When it comes to working with herbs and spices, I appreciate the varied and wonderful flavours but I am not one of those people who can produce a meal off the top of my head, confident that it will create a palatable result.
Saying that, I do love a challenge but it tends to take me longer to produce something I feel happy about sharing with others…
One could be forgiven for thinking I was an utter novice at cooking but in truth, I just don’t possess the gift of pairing flavours in my mind. I have to combine the tastes and make an actual judgement. Then again, if we listened only to what would logically work in our heads, innovation would be near impossible.
Unfortunately, in this case logic was the sensible option, but at least I had a go and put my ideas into practice. Three, four, maybe even five times, I have made this recipe. Each time a disaster albeit the thing is, when I get an idea in my head, I find it difficult to lay it to rest even when everything goes to pot. In some cases, disastrous would be an understatement – sauces that are way off the mark, rounds of squash that were either too soggy or too rubbery and rice that never seemed to achieve the right consistency for this particular dish.
I guess my biggest problem isn’t combination as such, but too much of it.

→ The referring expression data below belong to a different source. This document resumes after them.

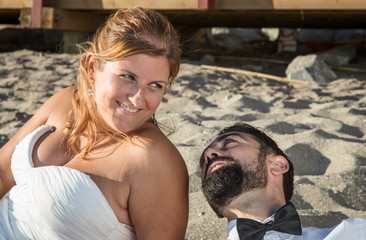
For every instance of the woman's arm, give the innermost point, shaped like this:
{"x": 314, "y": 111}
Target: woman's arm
{"x": 158, "y": 203}
{"x": 39, "y": 118}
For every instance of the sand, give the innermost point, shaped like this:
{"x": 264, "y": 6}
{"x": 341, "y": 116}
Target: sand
{"x": 321, "y": 127}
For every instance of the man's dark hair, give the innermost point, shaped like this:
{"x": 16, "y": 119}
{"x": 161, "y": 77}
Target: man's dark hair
{"x": 268, "y": 146}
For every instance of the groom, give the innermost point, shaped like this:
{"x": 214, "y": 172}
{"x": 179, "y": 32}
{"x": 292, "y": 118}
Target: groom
{"x": 248, "y": 179}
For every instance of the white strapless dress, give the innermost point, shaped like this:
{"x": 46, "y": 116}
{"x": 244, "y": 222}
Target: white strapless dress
{"x": 55, "y": 202}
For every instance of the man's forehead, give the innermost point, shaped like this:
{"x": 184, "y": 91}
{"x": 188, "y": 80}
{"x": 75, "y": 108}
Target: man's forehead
{"x": 242, "y": 135}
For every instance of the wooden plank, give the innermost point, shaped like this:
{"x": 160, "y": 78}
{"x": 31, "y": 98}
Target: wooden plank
{"x": 269, "y": 18}
{"x": 115, "y": 4}
{"x": 15, "y": 4}
{"x": 244, "y": 4}
{"x": 320, "y": 4}
{"x": 256, "y": 74}
{"x": 69, "y": 20}
{"x": 205, "y": 4}
{"x": 37, "y": 13}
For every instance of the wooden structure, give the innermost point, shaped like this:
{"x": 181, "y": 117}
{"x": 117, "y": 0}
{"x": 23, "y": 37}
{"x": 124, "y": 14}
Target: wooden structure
{"x": 87, "y": 15}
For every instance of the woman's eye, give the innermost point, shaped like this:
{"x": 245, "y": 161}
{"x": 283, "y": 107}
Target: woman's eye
{"x": 228, "y": 140}
{"x": 156, "y": 85}
{"x": 128, "y": 77}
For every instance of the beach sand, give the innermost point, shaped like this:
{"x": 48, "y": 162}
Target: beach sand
{"x": 321, "y": 127}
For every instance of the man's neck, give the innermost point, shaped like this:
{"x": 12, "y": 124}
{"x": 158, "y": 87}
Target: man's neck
{"x": 256, "y": 205}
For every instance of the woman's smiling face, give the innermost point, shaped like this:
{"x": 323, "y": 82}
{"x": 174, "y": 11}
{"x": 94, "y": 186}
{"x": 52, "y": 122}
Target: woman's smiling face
{"x": 128, "y": 91}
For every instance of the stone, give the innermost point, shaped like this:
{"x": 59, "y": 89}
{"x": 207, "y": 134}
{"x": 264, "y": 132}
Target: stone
{"x": 310, "y": 68}
{"x": 339, "y": 56}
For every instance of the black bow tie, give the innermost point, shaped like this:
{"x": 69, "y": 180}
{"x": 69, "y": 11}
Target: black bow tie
{"x": 286, "y": 220}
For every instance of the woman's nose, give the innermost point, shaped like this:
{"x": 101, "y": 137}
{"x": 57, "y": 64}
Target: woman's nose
{"x": 137, "y": 97}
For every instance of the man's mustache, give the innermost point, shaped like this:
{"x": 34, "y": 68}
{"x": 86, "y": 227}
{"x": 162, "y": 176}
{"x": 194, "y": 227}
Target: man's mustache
{"x": 216, "y": 159}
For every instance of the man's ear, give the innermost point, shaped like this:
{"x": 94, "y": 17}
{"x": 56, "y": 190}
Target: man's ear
{"x": 278, "y": 165}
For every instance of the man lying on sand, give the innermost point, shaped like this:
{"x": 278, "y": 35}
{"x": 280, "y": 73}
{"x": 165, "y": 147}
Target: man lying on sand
{"x": 249, "y": 180}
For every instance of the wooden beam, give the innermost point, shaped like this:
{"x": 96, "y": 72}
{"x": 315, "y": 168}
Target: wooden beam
{"x": 244, "y": 4}
{"x": 205, "y": 4}
{"x": 319, "y": 4}
{"x": 37, "y": 13}
{"x": 117, "y": 4}
{"x": 15, "y": 4}
{"x": 67, "y": 20}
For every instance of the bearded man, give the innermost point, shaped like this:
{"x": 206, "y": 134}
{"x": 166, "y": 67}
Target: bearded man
{"x": 248, "y": 179}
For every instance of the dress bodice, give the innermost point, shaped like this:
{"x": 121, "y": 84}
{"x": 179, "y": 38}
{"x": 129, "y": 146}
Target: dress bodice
{"x": 55, "y": 202}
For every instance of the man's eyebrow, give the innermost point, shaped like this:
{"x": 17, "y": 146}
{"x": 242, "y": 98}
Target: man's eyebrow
{"x": 225, "y": 135}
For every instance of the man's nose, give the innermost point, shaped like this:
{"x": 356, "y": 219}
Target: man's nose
{"x": 211, "y": 153}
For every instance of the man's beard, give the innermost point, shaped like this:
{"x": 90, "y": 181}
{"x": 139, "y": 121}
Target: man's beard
{"x": 224, "y": 184}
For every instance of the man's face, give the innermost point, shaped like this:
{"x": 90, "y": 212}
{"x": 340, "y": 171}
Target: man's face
{"x": 231, "y": 165}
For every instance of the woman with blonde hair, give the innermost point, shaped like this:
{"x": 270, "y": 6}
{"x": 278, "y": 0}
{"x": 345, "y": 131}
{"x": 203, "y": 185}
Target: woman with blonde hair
{"x": 92, "y": 162}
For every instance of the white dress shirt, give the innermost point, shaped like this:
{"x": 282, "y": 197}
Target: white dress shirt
{"x": 350, "y": 229}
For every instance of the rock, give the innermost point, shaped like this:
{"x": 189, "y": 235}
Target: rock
{"x": 310, "y": 68}
{"x": 208, "y": 59}
{"x": 339, "y": 56}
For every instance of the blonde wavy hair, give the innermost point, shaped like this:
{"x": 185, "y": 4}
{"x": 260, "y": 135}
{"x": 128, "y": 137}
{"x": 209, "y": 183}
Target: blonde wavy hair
{"x": 126, "y": 32}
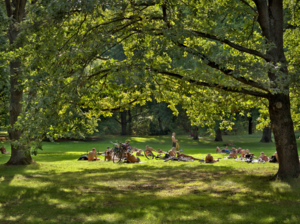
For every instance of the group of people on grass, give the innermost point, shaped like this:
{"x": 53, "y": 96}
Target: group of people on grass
{"x": 173, "y": 154}
{"x": 233, "y": 154}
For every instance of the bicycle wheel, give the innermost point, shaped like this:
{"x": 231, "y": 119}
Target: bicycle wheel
{"x": 149, "y": 154}
{"x": 118, "y": 156}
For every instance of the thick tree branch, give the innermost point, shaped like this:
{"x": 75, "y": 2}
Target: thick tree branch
{"x": 246, "y": 3}
{"x": 8, "y": 8}
{"x": 225, "y": 71}
{"x": 233, "y": 45}
{"x": 263, "y": 17}
{"x": 214, "y": 85}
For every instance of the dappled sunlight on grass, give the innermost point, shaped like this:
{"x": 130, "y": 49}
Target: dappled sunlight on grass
{"x": 60, "y": 189}
{"x": 279, "y": 186}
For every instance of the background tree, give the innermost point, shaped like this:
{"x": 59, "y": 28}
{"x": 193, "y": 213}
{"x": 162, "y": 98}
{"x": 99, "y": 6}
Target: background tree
{"x": 239, "y": 58}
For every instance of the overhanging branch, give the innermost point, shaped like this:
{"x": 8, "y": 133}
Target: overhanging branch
{"x": 233, "y": 45}
{"x": 214, "y": 85}
{"x": 225, "y": 71}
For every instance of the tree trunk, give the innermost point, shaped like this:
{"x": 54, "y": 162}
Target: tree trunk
{"x": 218, "y": 135}
{"x": 20, "y": 155}
{"x": 195, "y": 133}
{"x": 124, "y": 123}
{"x": 267, "y": 135}
{"x": 270, "y": 18}
{"x": 250, "y": 126}
{"x": 161, "y": 131}
{"x": 285, "y": 140}
{"x": 129, "y": 123}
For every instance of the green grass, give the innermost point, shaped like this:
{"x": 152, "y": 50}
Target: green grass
{"x": 60, "y": 189}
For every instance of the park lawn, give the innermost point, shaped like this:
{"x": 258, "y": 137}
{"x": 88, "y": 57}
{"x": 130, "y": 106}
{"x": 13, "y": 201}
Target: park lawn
{"x": 60, "y": 189}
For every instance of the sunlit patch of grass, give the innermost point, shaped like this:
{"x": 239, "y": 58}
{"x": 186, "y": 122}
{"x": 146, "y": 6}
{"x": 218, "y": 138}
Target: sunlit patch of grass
{"x": 60, "y": 189}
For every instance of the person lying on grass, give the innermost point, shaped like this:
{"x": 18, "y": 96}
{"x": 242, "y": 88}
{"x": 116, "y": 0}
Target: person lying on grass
{"x": 92, "y": 156}
{"x": 3, "y": 150}
{"x": 131, "y": 158}
{"x": 210, "y": 159}
{"x": 263, "y": 157}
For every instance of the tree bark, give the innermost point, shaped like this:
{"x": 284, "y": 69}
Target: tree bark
{"x": 267, "y": 135}
{"x": 285, "y": 140}
{"x": 218, "y": 135}
{"x": 270, "y": 18}
{"x": 123, "y": 122}
{"x": 20, "y": 155}
{"x": 129, "y": 123}
{"x": 250, "y": 126}
{"x": 195, "y": 132}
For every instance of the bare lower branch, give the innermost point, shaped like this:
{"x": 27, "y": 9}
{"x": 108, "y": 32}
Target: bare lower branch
{"x": 225, "y": 71}
{"x": 214, "y": 85}
{"x": 233, "y": 45}
{"x": 246, "y": 3}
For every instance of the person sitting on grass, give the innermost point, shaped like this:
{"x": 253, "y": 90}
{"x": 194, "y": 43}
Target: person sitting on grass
{"x": 239, "y": 150}
{"x": 108, "y": 153}
{"x": 186, "y": 156}
{"x": 210, "y": 159}
{"x": 172, "y": 152}
{"x": 3, "y": 150}
{"x": 92, "y": 156}
{"x": 149, "y": 150}
{"x": 138, "y": 151}
{"x": 226, "y": 150}
{"x": 243, "y": 153}
{"x": 232, "y": 155}
{"x": 160, "y": 151}
{"x": 274, "y": 158}
{"x": 131, "y": 158}
{"x": 263, "y": 157}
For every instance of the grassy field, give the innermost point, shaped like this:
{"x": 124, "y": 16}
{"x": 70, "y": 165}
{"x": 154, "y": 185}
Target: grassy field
{"x": 60, "y": 189}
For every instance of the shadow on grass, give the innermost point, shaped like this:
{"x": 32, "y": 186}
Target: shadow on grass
{"x": 145, "y": 194}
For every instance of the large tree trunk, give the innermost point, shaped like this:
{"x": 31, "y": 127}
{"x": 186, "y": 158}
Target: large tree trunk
{"x": 129, "y": 123}
{"x": 267, "y": 135}
{"x": 218, "y": 135}
{"x": 250, "y": 126}
{"x": 270, "y": 18}
{"x": 285, "y": 140}
{"x": 20, "y": 155}
{"x": 124, "y": 122}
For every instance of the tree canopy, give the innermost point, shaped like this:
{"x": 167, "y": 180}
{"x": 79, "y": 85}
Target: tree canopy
{"x": 212, "y": 57}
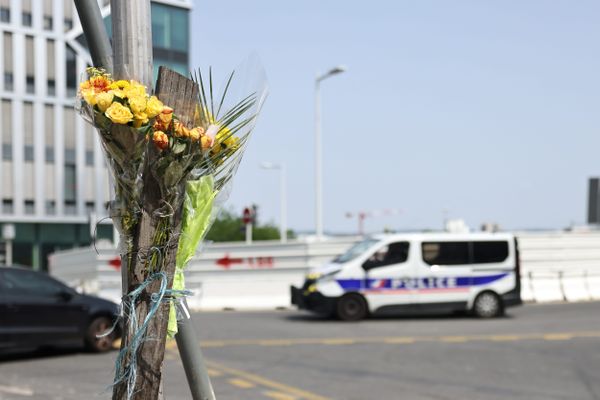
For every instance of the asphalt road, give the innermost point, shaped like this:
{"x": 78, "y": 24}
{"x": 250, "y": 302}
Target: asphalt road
{"x": 541, "y": 352}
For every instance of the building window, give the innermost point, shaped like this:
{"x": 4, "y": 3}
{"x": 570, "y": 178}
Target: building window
{"x": 30, "y": 81}
{"x": 169, "y": 27}
{"x": 51, "y": 87}
{"x": 50, "y": 207}
{"x": 4, "y": 14}
{"x": 49, "y": 155}
{"x": 26, "y": 18}
{"x": 70, "y": 208}
{"x": 29, "y": 153}
{"x": 29, "y": 207}
{"x": 7, "y": 151}
{"x": 47, "y": 23}
{"x": 89, "y": 158}
{"x": 7, "y": 206}
{"x": 8, "y": 81}
{"x": 70, "y": 183}
{"x": 70, "y": 70}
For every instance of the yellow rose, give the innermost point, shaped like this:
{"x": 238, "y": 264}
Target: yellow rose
{"x": 180, "y": 130}
{"x": 135, "y": 89}
{"x": 205, "y": 142}
{"x": 154, "y": 107}
{"x": 119, "y": 114}
{"x": 118, "y": 93}
{"x": 104, "y": 100}
{"x": 160, "y": 139}
{"x": 196, "y": 133}
{"x": 120, "y": 84}
{"x": 137, "y": 104}
{"x": 89, "y": 95}
{"x": 139, "y": 119}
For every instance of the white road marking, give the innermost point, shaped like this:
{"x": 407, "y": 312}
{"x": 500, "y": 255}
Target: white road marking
{"x": 23, "y": 391}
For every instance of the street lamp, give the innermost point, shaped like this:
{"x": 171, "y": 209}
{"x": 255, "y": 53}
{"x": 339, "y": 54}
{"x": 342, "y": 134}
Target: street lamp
{"x": 283, "y": 223}
{"x": 318, "y": 154}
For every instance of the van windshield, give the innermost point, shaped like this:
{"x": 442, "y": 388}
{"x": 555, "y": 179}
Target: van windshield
{"x": 356, "y": 250}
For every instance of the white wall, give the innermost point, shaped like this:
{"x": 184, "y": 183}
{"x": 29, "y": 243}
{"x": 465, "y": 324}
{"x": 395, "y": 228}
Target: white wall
{"x": 262, "y": 273}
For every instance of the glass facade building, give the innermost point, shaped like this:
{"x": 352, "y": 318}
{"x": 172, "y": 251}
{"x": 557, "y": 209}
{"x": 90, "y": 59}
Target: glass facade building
{"x": 54, "y": 186}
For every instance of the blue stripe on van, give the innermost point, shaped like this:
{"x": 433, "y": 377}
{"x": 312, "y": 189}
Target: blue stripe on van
{"x": 418, "y": 283}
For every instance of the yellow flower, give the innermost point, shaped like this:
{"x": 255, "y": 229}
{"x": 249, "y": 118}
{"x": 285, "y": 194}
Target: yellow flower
{"x": 118, "y": 93}
{"x": 140, "y": 119}
{"x": 99, "y": 83}
{"x": 154, "y": 107}
{"x": 119, "y": 114}
{"x": 160, "y": 139}
{"x": 134, "y": 89}
{"x": 137, "y": 104}
{"x": 120, "y": 84}
{"x": 89, "y": 95}
{"x": 196, "y": 133}
{"x": 205, "y": 142}
{"x": 180, "y": 130}
{"x": 103, "y": 100}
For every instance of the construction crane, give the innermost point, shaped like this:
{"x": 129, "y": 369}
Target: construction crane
{"x": 362, "y": 215}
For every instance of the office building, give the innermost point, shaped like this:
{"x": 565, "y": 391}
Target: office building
{"x": 54, "y": 184}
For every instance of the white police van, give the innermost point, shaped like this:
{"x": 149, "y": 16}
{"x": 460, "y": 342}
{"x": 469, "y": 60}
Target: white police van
{"x": 477, "y": 272}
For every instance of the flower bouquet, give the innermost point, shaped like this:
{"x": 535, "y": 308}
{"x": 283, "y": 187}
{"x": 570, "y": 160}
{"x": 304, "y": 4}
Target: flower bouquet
{"x": 172, "y": 156}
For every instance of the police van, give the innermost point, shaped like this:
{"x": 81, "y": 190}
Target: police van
{"x": 442, "y": 272}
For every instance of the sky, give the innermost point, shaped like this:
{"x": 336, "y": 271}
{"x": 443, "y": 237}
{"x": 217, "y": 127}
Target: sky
{"x": 486, "y": 111}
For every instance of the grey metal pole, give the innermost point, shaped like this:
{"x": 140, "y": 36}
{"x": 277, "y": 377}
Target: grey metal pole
{"x": 95, "y": 33}
{"x": 191, "y": 355}
{"x": 318, "y": 167}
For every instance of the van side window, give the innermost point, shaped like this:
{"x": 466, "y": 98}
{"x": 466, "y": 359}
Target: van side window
{"x": 490, "y": 252}
{"x": 445, "y": 253}
{"x": 393, "y": 253}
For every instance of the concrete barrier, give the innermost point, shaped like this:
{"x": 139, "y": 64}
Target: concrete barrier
{"x": 555, "y": 266}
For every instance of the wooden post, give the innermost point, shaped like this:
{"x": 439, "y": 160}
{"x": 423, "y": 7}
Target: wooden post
{"x": 132, "y": 54}
{"x": 175, "y": 89}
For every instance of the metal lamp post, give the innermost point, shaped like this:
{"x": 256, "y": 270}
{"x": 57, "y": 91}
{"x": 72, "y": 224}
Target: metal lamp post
{"x": 318, "y": 152}
{"x": 283, "y": 208}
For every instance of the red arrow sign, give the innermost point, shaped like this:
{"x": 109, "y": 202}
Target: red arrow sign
{"x": 226, "y": 262}
{"x": 115, "y": 263}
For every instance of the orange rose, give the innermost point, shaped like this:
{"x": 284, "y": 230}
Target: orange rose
{"x": 160, "y": 139}
{"x": 206, "y": 142}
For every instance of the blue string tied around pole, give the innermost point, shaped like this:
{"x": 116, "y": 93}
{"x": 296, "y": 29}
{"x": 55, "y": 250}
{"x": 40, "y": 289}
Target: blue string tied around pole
{"x": 126, "y": 363}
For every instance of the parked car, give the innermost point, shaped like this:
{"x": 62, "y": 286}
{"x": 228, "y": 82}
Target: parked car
{"x": 36, "y": 311}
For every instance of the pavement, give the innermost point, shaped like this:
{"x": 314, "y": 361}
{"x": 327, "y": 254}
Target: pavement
{"x": 540, "y": 352}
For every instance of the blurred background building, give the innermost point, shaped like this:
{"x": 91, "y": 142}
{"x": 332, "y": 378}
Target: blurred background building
{"x": 53, "y": 182}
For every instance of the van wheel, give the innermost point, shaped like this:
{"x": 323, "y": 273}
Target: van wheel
{"x": 99, "y": 326}
{"x": 487, "y": 305}
{"x": 351, "y": 307}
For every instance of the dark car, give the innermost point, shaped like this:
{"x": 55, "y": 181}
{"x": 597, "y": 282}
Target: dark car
{"x": 39, "y": 311}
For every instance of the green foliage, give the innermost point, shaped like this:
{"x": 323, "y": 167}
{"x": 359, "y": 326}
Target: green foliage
{"x": 229, "y": 227}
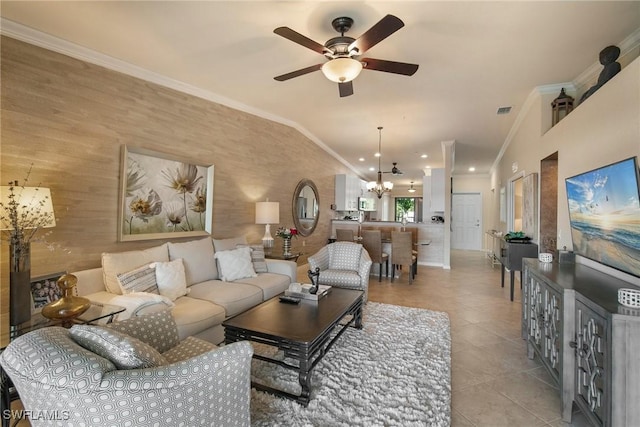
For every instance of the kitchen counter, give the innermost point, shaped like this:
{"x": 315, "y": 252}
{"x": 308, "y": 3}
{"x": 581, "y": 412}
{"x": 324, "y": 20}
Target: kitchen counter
{"x": 431, "y": 254}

I tend to get over enthusiastic and destroy a perfectly good dish through my attempts to include so many contrasting flavours. As such, I concluded that my original idea needed to be toned down. So it was back to the drawing board!
I told myself I would have one final attempt, so I prepared the food and left it alone to cook for the required time but as I re-entered the kitchen, the smell of burning rice hit me. I was at my wits end and ready to give up. Even when I try to keep it simple, this dish seems to fall apart. My butternut tower was clearly not meant to be!!
Nevertheless, it still deserved a tasting. Dismissing all the rules of etiquette, I lifted a disc of the squash with my finger and bit off a chunk…..!?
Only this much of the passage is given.